The new price target set by Truist Securities is based on a steady EBITDA multiple of 15.0 times, which is applied to the firm’s 2026 EBITDA estimate. Previously, the price target was anchored to the 2025 EBITDA estimate, but the analysts have now shifted their valuation basis to the following year.
The adjustment in the price target reflects Truist Securities’ updated expectations and their continued confidence in the hotel company’s growth potential. Wyndham Hotels & Resorts has not issued any public comment regarding the revised price target and maintained Buy rating by Truist Securities as of Wednesday.

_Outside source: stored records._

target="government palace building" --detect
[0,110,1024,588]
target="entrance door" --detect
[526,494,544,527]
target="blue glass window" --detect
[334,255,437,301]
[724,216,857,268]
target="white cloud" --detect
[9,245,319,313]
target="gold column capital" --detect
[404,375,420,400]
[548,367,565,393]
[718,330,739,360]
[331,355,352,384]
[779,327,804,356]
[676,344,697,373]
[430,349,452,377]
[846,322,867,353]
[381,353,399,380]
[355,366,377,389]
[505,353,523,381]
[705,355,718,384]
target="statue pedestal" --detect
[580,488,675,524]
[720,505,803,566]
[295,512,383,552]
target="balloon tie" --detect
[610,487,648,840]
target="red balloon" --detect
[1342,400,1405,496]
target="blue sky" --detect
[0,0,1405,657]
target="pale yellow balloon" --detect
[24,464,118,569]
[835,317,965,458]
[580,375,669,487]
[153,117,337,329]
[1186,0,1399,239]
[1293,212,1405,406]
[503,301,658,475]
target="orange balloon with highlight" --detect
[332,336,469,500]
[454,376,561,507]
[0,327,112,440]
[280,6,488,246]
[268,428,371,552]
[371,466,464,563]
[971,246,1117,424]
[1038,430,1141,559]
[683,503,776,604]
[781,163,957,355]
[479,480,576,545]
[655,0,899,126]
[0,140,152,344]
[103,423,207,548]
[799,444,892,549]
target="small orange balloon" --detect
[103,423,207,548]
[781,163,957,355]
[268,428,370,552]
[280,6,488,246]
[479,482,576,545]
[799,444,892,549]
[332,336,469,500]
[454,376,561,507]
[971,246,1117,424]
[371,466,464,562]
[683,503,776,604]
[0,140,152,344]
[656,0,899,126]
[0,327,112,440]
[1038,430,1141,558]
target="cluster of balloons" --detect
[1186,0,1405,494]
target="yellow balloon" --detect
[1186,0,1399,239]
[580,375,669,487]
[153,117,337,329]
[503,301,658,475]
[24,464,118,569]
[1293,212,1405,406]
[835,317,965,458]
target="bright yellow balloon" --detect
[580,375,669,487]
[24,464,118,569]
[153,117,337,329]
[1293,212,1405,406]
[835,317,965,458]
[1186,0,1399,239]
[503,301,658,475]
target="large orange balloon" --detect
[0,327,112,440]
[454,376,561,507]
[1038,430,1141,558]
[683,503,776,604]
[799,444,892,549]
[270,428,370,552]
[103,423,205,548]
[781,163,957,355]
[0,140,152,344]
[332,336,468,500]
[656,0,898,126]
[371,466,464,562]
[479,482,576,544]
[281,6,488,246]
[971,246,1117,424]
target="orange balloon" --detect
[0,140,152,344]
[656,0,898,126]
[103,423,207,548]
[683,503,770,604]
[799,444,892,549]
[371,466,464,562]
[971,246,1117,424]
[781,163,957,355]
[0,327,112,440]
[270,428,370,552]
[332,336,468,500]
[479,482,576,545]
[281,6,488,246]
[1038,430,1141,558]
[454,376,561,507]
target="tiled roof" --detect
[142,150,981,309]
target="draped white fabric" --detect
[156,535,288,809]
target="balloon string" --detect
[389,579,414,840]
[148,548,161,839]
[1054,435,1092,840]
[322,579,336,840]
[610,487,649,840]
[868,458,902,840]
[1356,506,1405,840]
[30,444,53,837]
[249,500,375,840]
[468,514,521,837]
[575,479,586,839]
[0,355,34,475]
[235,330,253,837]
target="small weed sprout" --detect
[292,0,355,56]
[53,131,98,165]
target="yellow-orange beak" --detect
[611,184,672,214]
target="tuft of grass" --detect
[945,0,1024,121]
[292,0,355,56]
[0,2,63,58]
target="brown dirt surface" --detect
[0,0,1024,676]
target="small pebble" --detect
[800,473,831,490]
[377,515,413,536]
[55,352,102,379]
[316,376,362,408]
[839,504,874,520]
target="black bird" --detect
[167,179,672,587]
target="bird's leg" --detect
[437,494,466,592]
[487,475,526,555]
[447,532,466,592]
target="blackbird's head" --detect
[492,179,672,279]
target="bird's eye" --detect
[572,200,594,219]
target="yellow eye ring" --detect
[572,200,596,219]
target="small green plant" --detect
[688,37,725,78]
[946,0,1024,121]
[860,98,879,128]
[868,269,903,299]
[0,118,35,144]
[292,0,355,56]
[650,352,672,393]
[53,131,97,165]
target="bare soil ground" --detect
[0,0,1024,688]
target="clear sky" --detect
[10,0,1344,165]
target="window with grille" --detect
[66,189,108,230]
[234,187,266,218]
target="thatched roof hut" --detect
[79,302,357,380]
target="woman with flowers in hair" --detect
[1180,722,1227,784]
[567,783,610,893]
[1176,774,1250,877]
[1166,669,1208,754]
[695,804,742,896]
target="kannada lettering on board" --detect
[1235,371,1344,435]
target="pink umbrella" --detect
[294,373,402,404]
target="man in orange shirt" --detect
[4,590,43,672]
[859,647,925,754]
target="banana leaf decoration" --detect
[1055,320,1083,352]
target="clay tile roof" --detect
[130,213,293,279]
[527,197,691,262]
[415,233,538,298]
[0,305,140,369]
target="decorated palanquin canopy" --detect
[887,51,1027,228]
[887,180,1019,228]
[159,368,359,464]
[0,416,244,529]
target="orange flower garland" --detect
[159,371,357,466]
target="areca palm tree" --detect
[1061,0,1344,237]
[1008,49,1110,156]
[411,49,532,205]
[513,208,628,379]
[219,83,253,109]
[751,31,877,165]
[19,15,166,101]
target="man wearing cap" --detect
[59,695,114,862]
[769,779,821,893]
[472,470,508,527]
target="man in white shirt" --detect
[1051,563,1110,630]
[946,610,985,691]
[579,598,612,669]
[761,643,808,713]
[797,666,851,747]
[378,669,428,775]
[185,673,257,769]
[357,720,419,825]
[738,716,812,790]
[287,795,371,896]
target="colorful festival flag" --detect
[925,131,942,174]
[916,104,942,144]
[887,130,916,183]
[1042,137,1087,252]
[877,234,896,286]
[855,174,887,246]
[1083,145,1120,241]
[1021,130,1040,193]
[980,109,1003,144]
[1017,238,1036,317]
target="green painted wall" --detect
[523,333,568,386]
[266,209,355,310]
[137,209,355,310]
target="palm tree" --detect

In other recent news, Wyndham has been making headlines following an upgrade by Wells Fargo (NYSE:WFC) Securities from equal-weight to overweight. This upgrade is based on a combination of reasonable valuation, low expectations, and improving fundamentals. Recent developments have shown a positive change in revenue per available room (RevPAR) at the economy and mid-scale level, an area that covers about 70% of Wyndham’s operations. This change marks a turnaround from a challenging period of declining RevPAR.
Furthermore, Wells Fargo’s analysis revealed that when RevPAR begins to positively inflect, asset-light C-corp stocks like Wyndham tend to outperform. This is supported by historical data spanning roughly 25 years. The firm also expressed confidence in Wyndham’s 2026 Street estimates, suggesting they might be too conservative. They propose that Wyndham could potentially reach $830 million in FY26 EBITDA, which is the midpoint of the company’s guidance range.
This projection, along with an improved RevPAR outlook, led Wells Fargo to increase their price target for Wyndham. These developments reflect Wells Fargo’s belief in Wyndham’s growth prospects, backed by improving industry metrics and a favorable economic environment that could lead to better-than-expected financial performance.